O estranho batismo mórmon de Anne Frank

Entre as suas muitas doutrinas, digamos, exóticas, os mórmons têm no "batismo pelos mortos" um de seus dogmas mais sagrados, em que alguém indica um antepassado ou conhecido - ou mesmo desconhecido - já falecido e, mediante um ritual próprio da religião, esta pessoa é batizada no além como mórmon. Esta estranha cerimônia já provocou muitos problemas para os mórmons, principalmente em relação aos judeus que foram vítimas do holocausto nazista, como também envolvendo os próprios nazistas que o perpetraram, que teriam sido batizados como mórmons atendendo a este princípio fundamental de seu credo. Os mórmons estão tendo as suas doutrinas devassadas pela mídia norteamericana em razão de um dos principais pré-candidatos à presidência dos EUA nas eleições de 2012, Mitt Romney, ser um mórmon destacado. O artigo abaixo foi publicado originalmente no The New York Times, traduzido por Clara Allain, e reproduzido na Folha:

Anne Frank, mórmon?


MAUREEN DOWD
DO "NEW YORK TIMES", EM WASHINGTON

Numa apresentação que fez no sábado à noite na Universidade George Washington, Bill Maher mergulhou de cabeça em um território que a imprensa vem tratando com cuidado máximo.

Roupa íntima mágica. Batismo de pessoas que já morreram. Casamentos celestiais. Planetas particulares. Racismo. Poligamia.

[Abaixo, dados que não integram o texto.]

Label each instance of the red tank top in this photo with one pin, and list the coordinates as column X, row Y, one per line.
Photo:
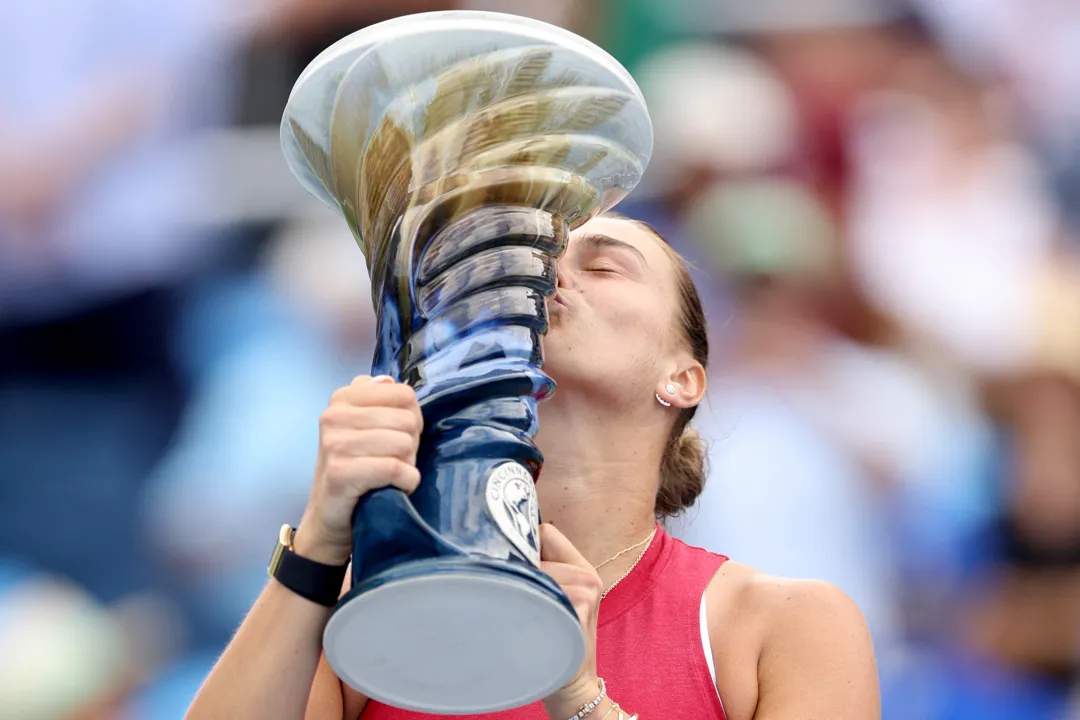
column 648, row 647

"Por qualquer critério que se queira julgar, o mormonismo é mais absurdo que qualquer outra religião", afirmou o comediante famoso por ser ateu e que desancou os "contos de fadas" de várias religiões em seu documentário "Religulous". "É uma religião fundada na ideia da poligamia. Os fiéis a chamam de 'O Princípio'. Soa como a Diretiva Principal de 'Star Trek'."

Bill Maher disse que prevê que a turma de Mitt Romney respondendo depois de Robert Jeffress, pastor batista texano que apóia Rick Perry, ter dito que o mormonismo é uma "seita" não cristã mais uma vez "passe por cima das diferenças entre cristãos e mórmons".

Maher tampouco foi condescendente com a religião na qual foi criado. Aludiu à Igreja Católica como "rede de pedofilia internacional".

Mas os ateus, assim como os católicos e os cristãos evangélicos, parecem desconfiar especialmente dos mórmons.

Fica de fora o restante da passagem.